Not far from Melbourne, in Victoria’s Yarra Valley, the area-wide fruit fly management group has so far succeeded in quickly detecting and containing any fruit fly incursions.
This year, the group has picked up 35 incursions of fruit fly in the area — higher than previous years — but has managed to stamp out each one.
Yarra Valley Queensland Fruit Fly Awareness and Prevention Project regional co-ordinator Bronwyn Koll said growers and industry groups were still trying to work out if they could continue the group’s work if government funding stopped.
But in northwest Victoria, representatives of the citrus, table grape, and stone fruit industries have made clear growers will not take over funding fruit fly management.
“Without government support, community-based programs to address off-farm fruit fly risk creators will end,” the Fruit Fly Murray Valley regional advisory group wrote in a policy statement provided to the Weekly Times.
“The only practical way for area-wide management to continue to occur is through a state or national co-ordinated funding mechanism.”
In the policy statement, the advisory group took aim at the fruit fly sterilisation initiative, saying it was not ready to fill the gap if the community group folded.

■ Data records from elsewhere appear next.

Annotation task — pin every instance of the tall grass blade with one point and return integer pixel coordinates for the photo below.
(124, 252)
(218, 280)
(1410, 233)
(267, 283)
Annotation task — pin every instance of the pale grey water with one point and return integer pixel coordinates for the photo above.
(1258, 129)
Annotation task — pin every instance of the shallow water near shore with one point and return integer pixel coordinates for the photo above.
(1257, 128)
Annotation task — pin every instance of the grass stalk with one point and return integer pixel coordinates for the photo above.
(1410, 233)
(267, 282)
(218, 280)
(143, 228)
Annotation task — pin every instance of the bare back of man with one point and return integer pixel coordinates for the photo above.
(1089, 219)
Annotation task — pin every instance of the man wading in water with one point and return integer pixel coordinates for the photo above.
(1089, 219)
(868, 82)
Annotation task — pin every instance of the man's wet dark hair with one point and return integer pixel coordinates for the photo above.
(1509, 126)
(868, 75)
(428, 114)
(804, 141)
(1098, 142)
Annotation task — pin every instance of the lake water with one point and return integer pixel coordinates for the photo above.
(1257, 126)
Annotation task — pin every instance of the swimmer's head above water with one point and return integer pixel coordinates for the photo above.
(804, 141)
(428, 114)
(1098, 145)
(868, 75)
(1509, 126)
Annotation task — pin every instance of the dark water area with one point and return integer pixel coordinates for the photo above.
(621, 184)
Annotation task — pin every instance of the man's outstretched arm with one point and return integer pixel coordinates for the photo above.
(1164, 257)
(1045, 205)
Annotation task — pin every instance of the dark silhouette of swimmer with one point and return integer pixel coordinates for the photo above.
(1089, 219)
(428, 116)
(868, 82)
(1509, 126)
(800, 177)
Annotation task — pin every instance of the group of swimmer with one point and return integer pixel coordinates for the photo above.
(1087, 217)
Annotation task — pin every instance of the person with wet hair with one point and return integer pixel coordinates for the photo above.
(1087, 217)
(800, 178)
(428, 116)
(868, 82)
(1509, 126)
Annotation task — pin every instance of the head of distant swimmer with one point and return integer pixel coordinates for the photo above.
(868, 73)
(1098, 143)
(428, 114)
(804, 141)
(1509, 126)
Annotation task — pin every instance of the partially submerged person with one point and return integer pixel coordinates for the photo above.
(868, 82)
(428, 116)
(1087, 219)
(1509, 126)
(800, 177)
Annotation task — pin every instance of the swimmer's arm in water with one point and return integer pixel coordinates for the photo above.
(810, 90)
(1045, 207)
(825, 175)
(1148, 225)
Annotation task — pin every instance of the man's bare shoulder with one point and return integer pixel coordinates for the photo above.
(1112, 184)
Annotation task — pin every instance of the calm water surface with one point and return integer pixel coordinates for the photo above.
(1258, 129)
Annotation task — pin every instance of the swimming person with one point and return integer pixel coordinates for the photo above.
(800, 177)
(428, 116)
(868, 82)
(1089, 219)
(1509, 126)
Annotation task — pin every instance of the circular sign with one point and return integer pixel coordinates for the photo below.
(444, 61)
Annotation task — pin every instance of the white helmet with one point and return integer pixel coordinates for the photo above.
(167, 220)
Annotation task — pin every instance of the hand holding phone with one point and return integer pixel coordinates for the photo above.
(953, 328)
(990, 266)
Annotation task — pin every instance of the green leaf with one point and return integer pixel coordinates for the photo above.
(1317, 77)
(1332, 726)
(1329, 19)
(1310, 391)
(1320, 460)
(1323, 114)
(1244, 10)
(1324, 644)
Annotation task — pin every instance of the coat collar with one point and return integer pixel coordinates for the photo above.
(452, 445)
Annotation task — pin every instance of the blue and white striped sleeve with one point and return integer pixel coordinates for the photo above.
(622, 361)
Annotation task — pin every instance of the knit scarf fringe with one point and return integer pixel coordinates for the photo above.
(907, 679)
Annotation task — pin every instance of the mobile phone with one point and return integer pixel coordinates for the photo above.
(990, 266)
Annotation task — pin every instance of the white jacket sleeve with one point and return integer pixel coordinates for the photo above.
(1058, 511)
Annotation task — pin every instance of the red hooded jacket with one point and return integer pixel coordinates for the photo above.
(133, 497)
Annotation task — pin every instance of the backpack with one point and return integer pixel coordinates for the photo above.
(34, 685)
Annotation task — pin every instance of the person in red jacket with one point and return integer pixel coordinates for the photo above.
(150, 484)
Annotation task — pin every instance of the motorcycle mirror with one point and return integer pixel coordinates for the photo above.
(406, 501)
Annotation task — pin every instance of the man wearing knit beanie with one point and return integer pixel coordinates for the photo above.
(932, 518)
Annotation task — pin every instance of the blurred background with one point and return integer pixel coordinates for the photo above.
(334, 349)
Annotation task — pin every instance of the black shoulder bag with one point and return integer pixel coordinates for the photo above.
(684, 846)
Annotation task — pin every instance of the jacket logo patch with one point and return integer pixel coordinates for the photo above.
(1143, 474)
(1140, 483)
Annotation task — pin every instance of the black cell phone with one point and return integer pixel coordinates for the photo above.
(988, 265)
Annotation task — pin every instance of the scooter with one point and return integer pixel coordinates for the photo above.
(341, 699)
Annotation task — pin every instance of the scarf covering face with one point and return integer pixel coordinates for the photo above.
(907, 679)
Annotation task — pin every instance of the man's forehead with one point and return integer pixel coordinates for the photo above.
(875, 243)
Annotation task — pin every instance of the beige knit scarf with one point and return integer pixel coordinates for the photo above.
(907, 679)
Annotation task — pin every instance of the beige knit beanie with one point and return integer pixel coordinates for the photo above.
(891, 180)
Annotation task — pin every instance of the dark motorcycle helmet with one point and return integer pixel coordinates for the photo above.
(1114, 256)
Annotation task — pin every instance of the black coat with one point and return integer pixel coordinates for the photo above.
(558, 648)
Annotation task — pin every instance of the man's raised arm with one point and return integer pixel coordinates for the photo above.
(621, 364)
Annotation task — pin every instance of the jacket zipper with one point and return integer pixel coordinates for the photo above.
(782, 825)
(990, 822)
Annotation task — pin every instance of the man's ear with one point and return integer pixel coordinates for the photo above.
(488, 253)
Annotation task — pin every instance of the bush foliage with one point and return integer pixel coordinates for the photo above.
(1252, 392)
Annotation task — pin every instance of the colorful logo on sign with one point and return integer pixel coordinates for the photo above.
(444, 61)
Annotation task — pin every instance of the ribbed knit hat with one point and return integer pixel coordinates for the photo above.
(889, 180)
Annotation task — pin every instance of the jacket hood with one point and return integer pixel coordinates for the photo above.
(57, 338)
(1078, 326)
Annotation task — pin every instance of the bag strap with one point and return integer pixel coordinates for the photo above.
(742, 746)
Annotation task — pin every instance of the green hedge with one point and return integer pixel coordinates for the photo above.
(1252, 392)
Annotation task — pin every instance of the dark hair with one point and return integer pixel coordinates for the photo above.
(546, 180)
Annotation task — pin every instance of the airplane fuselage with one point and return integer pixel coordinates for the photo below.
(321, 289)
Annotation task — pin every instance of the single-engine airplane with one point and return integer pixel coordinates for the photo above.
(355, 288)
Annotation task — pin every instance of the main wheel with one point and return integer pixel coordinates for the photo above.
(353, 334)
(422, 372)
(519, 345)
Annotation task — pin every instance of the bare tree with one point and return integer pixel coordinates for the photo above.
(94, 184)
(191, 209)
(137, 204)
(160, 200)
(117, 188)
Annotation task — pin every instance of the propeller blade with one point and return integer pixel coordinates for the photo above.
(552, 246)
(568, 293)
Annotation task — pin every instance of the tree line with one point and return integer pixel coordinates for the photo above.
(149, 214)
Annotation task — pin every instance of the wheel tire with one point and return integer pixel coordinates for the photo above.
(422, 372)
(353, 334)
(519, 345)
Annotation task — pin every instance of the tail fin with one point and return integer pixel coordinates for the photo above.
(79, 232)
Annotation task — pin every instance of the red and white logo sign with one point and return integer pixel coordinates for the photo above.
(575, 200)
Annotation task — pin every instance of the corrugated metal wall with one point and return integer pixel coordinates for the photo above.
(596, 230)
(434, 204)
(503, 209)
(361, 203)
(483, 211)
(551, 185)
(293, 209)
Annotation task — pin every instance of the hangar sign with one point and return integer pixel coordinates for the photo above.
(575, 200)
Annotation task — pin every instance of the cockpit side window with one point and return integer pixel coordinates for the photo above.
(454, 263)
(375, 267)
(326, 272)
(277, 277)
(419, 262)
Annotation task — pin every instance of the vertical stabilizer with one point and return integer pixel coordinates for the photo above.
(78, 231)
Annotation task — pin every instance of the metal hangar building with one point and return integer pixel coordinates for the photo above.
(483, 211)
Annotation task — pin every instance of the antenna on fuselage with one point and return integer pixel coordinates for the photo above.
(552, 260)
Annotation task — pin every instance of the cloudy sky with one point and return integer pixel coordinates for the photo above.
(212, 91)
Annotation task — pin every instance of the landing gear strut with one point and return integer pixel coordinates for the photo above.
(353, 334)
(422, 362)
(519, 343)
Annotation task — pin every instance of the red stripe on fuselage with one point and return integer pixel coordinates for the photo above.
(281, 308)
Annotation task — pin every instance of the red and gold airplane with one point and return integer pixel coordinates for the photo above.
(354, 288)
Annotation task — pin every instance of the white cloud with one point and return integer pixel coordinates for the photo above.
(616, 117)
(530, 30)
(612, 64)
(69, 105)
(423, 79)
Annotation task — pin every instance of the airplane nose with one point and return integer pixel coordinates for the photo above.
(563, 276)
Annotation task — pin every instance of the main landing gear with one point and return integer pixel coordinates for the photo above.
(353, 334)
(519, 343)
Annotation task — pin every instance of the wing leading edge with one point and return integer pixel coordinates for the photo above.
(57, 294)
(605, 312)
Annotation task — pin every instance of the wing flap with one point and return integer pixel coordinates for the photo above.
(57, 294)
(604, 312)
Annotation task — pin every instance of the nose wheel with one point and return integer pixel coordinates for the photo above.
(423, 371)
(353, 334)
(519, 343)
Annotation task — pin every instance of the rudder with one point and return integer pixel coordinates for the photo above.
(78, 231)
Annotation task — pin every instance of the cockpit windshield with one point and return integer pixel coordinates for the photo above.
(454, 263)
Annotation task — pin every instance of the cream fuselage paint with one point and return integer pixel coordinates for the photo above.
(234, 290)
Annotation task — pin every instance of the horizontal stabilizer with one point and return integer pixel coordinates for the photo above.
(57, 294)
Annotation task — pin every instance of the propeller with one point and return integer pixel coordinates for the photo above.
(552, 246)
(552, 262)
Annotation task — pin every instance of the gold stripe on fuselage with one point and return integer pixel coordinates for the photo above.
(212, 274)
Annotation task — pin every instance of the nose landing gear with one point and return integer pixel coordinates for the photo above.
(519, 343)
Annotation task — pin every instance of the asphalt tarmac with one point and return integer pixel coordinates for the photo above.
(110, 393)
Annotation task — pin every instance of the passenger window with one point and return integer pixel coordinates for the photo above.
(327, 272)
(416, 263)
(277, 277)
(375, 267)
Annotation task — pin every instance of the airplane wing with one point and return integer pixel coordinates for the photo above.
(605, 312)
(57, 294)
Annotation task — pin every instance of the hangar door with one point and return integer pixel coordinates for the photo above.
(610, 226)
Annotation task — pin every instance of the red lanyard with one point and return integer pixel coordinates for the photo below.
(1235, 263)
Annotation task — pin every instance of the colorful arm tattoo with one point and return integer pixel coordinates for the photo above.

“No clear direction or leadership has emerged from large programs such as Sterile Insect Technology, and … this technology still requires not only a significant long term financial investment but also considerable time to implement,” the group wrote.
The policy statement pointed to the Intergovernmental Agreement on Biosecurity, which identifies states and territories as responsible for managing established pests and diseases.
The Murray Valley region, also known as Sunraysia, which borders NSW and South Australia, has received $5 million from the state government over eight years to control the pest. Growers say they have chipped in $1.9 million.
For South Australian growers, a political skirmish across the border in Victoria risks weakening their defences against the pest and threatens $1.3 billion of horticultural production.
“Fruit fly is not established in South Australia and given the significant financial commitment that the state government continues to make to eradicate the pest in the SA Riverland, any effort interstate which helps to reduce pest pressure is welcomed,” South Australian Agriculture Minister Clare Scriven said in a statement.
“Pest pressure at the South Australian borders is always a concern so I would encourage the Victorian community to continue to do whatever they can to manage the pest, which will also continue to provide benefit to their own growers.”
An Agriculture Victoria spokesperson said: “The Victorian Government has supported regional fruit fly programs since 2017, with over $11.83 million provided in grants to the Yarra Valley, Goulburn Murray Valley and Greater Sunraysia so far and an additional $2.29 million to be provided in 2023-2025.”
The department referenced export data showing Victorian exports had grown from $1.2 billion in 2015/2016 to $1.37 billion in 2021/2022 to support the idea that “Victoria’s horticulture sector has demonstrated the ability to effectively operate in the presence of Queensland fruit fly”.